World Bank economists said last week that many countries will not be able to avoid a recession.

The worldwide slowdown and tightening monetary policy “could give rise to significant financial stress and trigger a global recession in 2023”, the World Bank said.

In its estimate, global gross domestic product growth would slow to 0.5 percent in 2023, a 0.4 percent contraction in per capita growth, meeting the technical definition of a global recession.

In July, the International Monetary Fund trimmed the global growth forecasts for 2022 to 3.2 percent and for 2023, 2.9 percent.

Besides increasing poverty, food insecurity and energy price hikes, social unrest could be another consequence, particularly in low-income countries, said the WEF report.

The forum’s chief economists are almost unanimous in their views on the growing risks of default in low-income countries, similar to the case of Sri Lanka.

While geopolitical turbulence has clearly had a role to play, the situation has been exacerbated by the war in Ukraine, which has impacted food and energy supplies and led to a sharp slowdown in Europe.

Many are expecting geopolitics to dominate macroeconomic and financial developments in the years ahead.

In the survey, almost nine out of 10 economists expect heightened geopolitical risk to have a significant impact on global economic activity over the next three years. And nearly seven in 10 expect to see geopolitical tensions affect global financial markets in the same period.

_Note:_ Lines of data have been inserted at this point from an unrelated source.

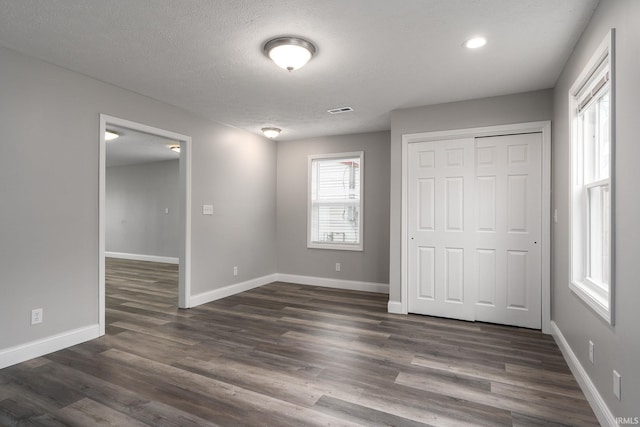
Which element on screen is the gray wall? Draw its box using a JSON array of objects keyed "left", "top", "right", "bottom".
[
  {"left": 551, "top": 0, "right": 640, "bottom": 417},
  {"left": 389, "top": 90, "right": 552, "bottom": 301},
  {"left": 105, "top": 160, "right": 180, "bottom": 258},
  {"left": 277, "top": 132, "right": 389, "bottom": 284},
  {"left": 0, "top": 48, "right": 276, "bottom": 349}
]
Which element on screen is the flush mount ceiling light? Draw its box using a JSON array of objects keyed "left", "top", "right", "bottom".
[
  {"left": 104, "top": 130, "right": 120, "bottom": 141},
  {"left": 264, "top": 37, "right": 316, "bottom": 71},
  {"left": 262, "top": 128, "right": 281, "bottom": 138},
  {"left": 462, "top": 37, "right": 487, "bottom": 49}
]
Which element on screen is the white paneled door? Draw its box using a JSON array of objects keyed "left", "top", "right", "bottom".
[{"left": 407, "top": 133, "right": 542, "bottom": 329}]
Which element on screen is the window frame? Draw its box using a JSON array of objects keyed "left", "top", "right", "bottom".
[
  {"left": 569, "top": 29, "right": 616, "bottom": 326},
  {"left": 307, "top": 151, "right": 364, "bottom": 251}
]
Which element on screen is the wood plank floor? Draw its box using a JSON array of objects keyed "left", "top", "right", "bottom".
[{"left": 0, "top": 259, "right": 598, "bottom": 427}]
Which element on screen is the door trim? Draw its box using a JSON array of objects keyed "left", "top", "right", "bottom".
[
  {"left": 98, "top": 114, "right": 192, "bottom": 336},
  {"left": 400, "top": 120, "right": 551, "bottom": 334}
]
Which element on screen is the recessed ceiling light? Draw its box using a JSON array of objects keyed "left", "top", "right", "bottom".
[
  {"left": 104, "top": 130, "right": 120, "bottom": 141},
  {"left": 262, "top": 128, "right": 282, "bottom": 139},
  {"left": 462, "top": 37, "right": 487, "bottom": 49},
  {"left": 264, "top": 37, "right": 316, "bottom": 71},
  {"left": 327, "top": 107, "right": 353, "bottom": 114}
]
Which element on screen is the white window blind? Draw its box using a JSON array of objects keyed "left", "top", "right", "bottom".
[
  {"left": 569, "top": 30, "right": 615, "bottom": 324},
  {"left": 307, "top": 152, "right": 363, "bottom": 250}
]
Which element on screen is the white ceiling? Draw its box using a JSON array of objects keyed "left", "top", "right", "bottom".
[
  {"left": 0, "top": 0, "right": 598, "bottom": 140},
  {"left": 105, "top": 124, "right": 180, "bottom": 167}
]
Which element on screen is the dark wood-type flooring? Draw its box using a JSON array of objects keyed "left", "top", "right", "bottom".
[{"left": 0, "top": 259, "right": 598, "bottom": 427}]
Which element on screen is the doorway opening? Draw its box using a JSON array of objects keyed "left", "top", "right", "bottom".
[{"left": 98, "top": 114, "right": 191, "bottom": 335}]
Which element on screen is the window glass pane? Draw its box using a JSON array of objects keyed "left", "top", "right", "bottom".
[
  {"left": 312, "top": 158, "right": 360, "bottom": 200},
  {"left": 581, "top": 104, "right": 596, "bottom": 184},
  {"left": 578, "top": 88, "right": 610, "bottom": 184},
  {"left": 312, "top": 204, "right": 360, "bottom": 244},
  {"left": 588, "top": 185, "right": 611, "bottom": 286},
  {"left": 310, "top": 156, "right": 362, "bottom": 245},
  {"left": 596, "top": 90, "right": 610, "bottom": 180}
]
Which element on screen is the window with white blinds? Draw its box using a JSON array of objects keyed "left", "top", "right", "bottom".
[
  {"left": 569, "top": 31, "right": 615, "bottom": 324},
  {"left": 307, "top": 151, "right": 364, "bottom": 251}
]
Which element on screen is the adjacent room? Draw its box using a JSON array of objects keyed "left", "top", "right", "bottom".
[{"left": 0, "top": 0, "right": 640, "bottom": 426}]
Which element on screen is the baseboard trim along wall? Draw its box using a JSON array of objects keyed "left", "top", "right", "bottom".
[
  {"left": 387, "top": 300, "right": 407, "bottom": 314},
  {"left": 0, "top": 325, "right": 100, "bottom": 369},
  {"left": 188, "top": 274, "right": 278, "bottom": 308},
  {"left": 104, "top": 252, "right": 180, "bottom": 264},
  {"left": 278, "top": 273, "right": 389, "bottom": 294},
  {"left": 551, "top": 321, "right": 618, "bottom": 427}
]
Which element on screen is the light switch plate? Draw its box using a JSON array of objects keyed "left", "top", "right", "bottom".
[{"left": 613, "top": 369, "right": 622, "bottom": 400}]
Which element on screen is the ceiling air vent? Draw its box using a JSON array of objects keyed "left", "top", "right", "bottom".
[{"left": 327, "top": 107, "right": 353, "bottom": 114}]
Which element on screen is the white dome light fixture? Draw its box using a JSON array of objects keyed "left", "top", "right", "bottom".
[
  {"left": 462, "top": 37, "right": 487, "bottom": 49},
  {"left": 264, "top": 37, "right": 316, "bottom": 71},
  {"left": 262, "top": 128, "right": 282, "bottom": 139},
  {"left": 104, "top": 130, "right": 120, "bottom": 141}
]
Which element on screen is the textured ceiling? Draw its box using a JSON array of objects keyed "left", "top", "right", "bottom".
[{"left": 0, "top": 0, "right": 597, "bottom": 140}]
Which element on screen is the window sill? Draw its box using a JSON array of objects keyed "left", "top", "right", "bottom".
[
  {"left": 307, "top": 243, "right": 363, "bottom": 252},
  {"left": 569, "top": 280, "right": 613, "bottom": 325}
]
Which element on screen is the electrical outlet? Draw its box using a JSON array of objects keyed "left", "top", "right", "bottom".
[
  {"left": 31, "top": 308, "right": 42, "bottom": 325},
  {"left": 613, "top": 369, "right": 622, "bottom": 400}
]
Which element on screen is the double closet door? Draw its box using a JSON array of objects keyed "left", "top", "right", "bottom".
[{"left": 407, "top": 133, "right": 542, "bottom": 329}]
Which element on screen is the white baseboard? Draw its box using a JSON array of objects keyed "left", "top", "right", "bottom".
[
  {"left": 0, "top": 325, "right": 100, "bottom": 369},
  {"left": 104, "top": 252, "right": 180, "bottom": 264},
  {"left": 187, "top": 274, "right": 278, "bottom": 308},
  {"left": 387, "top": 300, "right": 407, "bottom": 314},
  {"left": 551, "top": 321, "right": 618, "bottom": 427},
  {"left": 278, "top": 273, "right": 389, "bottom": 294}
]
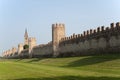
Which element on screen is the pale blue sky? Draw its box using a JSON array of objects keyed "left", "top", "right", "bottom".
[{"left": 0, "top": 0, "right": 120, "bottom": 53}]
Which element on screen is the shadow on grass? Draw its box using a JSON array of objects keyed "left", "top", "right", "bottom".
[
  {"left": 27, "top": 58, "right": 45, "bottom": 63},
  {"left": 63, "top": 54, "right": 120, "bottom": 67},
  {"left": 10, "top": 76, "right": 120, "bottom": 80}
]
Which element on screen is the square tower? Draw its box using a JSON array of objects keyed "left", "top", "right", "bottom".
[{"left": 52, "top": 23, "right": 65, "bottom": 57}]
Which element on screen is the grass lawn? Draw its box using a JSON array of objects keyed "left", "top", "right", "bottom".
[{"left": 0, "top": 54, "right": 120, "bottom": 80}]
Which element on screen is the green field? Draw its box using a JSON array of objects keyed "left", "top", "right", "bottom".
[{"left": 0, "top": 54, "right": 120, "bottom": 80}]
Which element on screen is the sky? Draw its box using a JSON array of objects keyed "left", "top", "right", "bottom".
[{"left": 0, "top": 0, "right": 120, "bottom": 55}]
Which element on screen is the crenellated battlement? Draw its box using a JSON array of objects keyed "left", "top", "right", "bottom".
[
  {"left": 3, "top": 22, "right": 120, "bottom": 58},
  {"left": 60, "top": 22, "right": 120, "bottom": 45}
]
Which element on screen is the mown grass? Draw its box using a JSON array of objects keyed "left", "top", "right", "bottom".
[{"left": 0, "top": 54, "right": 120, "bottom": 80}]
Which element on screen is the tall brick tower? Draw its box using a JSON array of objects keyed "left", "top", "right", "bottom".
[
  {"left": 24, "top": 29, "right": 29, "bottom": 45},
  {"left": 52, "top": 24, "right": 65, "bottom": 57}
]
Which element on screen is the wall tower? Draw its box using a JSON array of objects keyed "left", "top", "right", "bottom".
[
  {"left": 52, "top": 23, "right": 65, "bottom": 57},
  {"left": 28, "top": 37, "right": 36, "bottom": 58},
  {"left": 24, "top": 29, "right": 29, "bottom": 45}
]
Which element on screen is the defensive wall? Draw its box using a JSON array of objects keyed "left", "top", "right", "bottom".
[{"left": 3, "top": 22, "right": 120, "bottom": 58}]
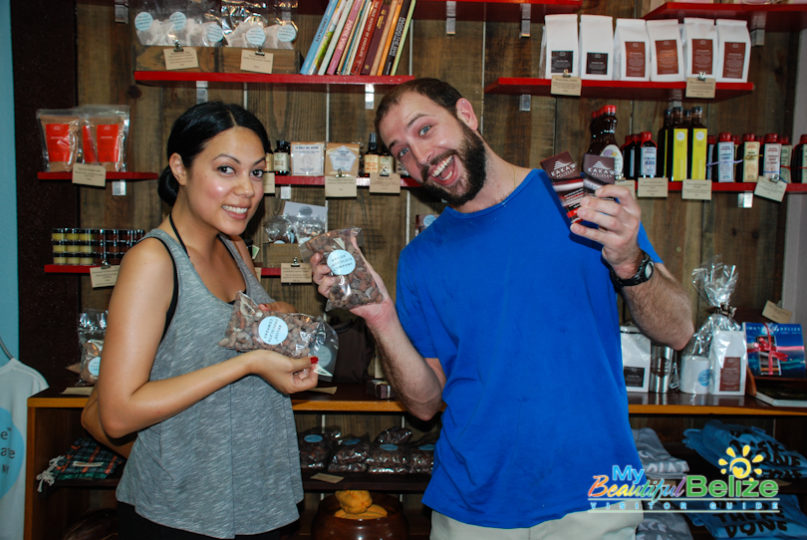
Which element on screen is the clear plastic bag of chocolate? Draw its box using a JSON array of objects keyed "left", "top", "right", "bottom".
[
  {"left": 682, "top": 255, "right": 742, "bottom": 358},
  {"left": 36, "top": 109, "right": 81, "bottom": 172},
  {"left": 219, "top": 293, "right": 325, "bottom": 358},
  {"left": 300, "top": 227, "right": 383, "bottom": 311},
  {"left": 131, "top": 0, "right": 223, "bottom": 47},
  {"left": 78, "top": 309, "right": 107, "bottom": 386},
  {"left": 79, "top": 105, "right": 129, "bottom": 172}
]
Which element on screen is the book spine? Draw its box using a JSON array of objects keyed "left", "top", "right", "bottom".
[
  {"left": 327, "top": 0, "right": 364, "bottom": 75},
  {"left": 370, "top": 0, "right": 402, "bottom": 75},
  {"left": 381, "top": 0, "right": 411, "bottom": 75},
  {"left": 361, "top": 0, "right": 390, "bottom": 75},
  {"left": 317, "top": 0, "right": 354, "bottom": 75},
  {"left": 306, "top": 0, "right": 347, "bottom": 75},
  {"left": 336, "top": 0, "right": 372, "bottom": 75},
  {"left": 350, "top": 0, "right": 381, "bottom": 75},
  {"left": 389, "top": 0, "right": 417, "bottom": 75},
  {"left": 300, "top": 0, "right": 339, "bottom": 73}
]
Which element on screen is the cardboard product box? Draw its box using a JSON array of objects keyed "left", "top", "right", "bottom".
[
  {"left": 619, "top": 326, "right": 651, "bottom": 392},
  {"left": 743, "top": 322, "right": 807, "bottom": 378}
]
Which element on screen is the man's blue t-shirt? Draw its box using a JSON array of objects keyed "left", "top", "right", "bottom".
[{"left": 397, "top": 170, "right": 658, "bottom": 528}]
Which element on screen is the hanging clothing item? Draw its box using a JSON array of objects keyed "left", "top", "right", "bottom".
[{"left": 0, "top": 358, "right": 48, "bottom": 540}]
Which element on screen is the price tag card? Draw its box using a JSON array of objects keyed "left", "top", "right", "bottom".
[
  {"left": 72, "top": 163, "right": 106, "bottom": 187},
  {"left": 311, "top": 473, "right": 344, "bottom": 484},
  {"left": 762, "top": 300, "right": 793, "bottom": 324},
  {"left": 291, "top": 142, "right": 325, "bottom": 176},
  {"left": 686, "top": 77, "right": 715, "bottom": 99},
  {"left": 241, "top": 49, "right": 275, "bottom": 73},
  {"left": 163, "top": 47, "right": 199, "bottom": 70},
  {"left": 370, "top": 173, "right": 401, "bottom": 194},
  {"left": 325, "top": 176, "right": 357, "bottom": 198},
  {"left": 681, "top": 180, "right": 712, "bottom": 201},
  {"left": 90, "top": 264, "right": 120, "bottom": 289},
  {"left": 263, "top": 171, "right": 275, "bottom": 195},
  {"left": 636, "top": 178, "right": 670, "bottom": 199},
  {"left": 614, "top": 180, "right": 636, "bottom": 199},
  {"left": 280, "top": 263, "right": 313, "bottom": 283},
  {"left": 754, "top": 176, "right": 787, "bottom": 202},
  {"left": 549, "top": 75, "right": 583, "bottom": 96}
]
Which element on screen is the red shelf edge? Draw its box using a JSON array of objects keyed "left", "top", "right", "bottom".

Global fragmentation will increase, noted the economists. This would reflect in technology (80 percent of respondents) and goods (70 percent) more than in other areas.

“Against this daunting backdrop, leaders face a catalogue of challenging decisions and trade-offs,” said the report.

“The longer-term risk is that deepening geopolitical fissures continue to undermine policy coordination, weaken the global interconnectedness built over numerous decades and reduce opportunity, investment and growth potential for all,” it stated.

“Domestically and globally, we are in uncharted waters in the months ahead, and the repercussions of decisions by policymakers and business leaders will be with us for years to come.”

The WEF’s community of economists brings together people from finance, insurance, professional services and technology industries, as well as international organisations and regional development banks.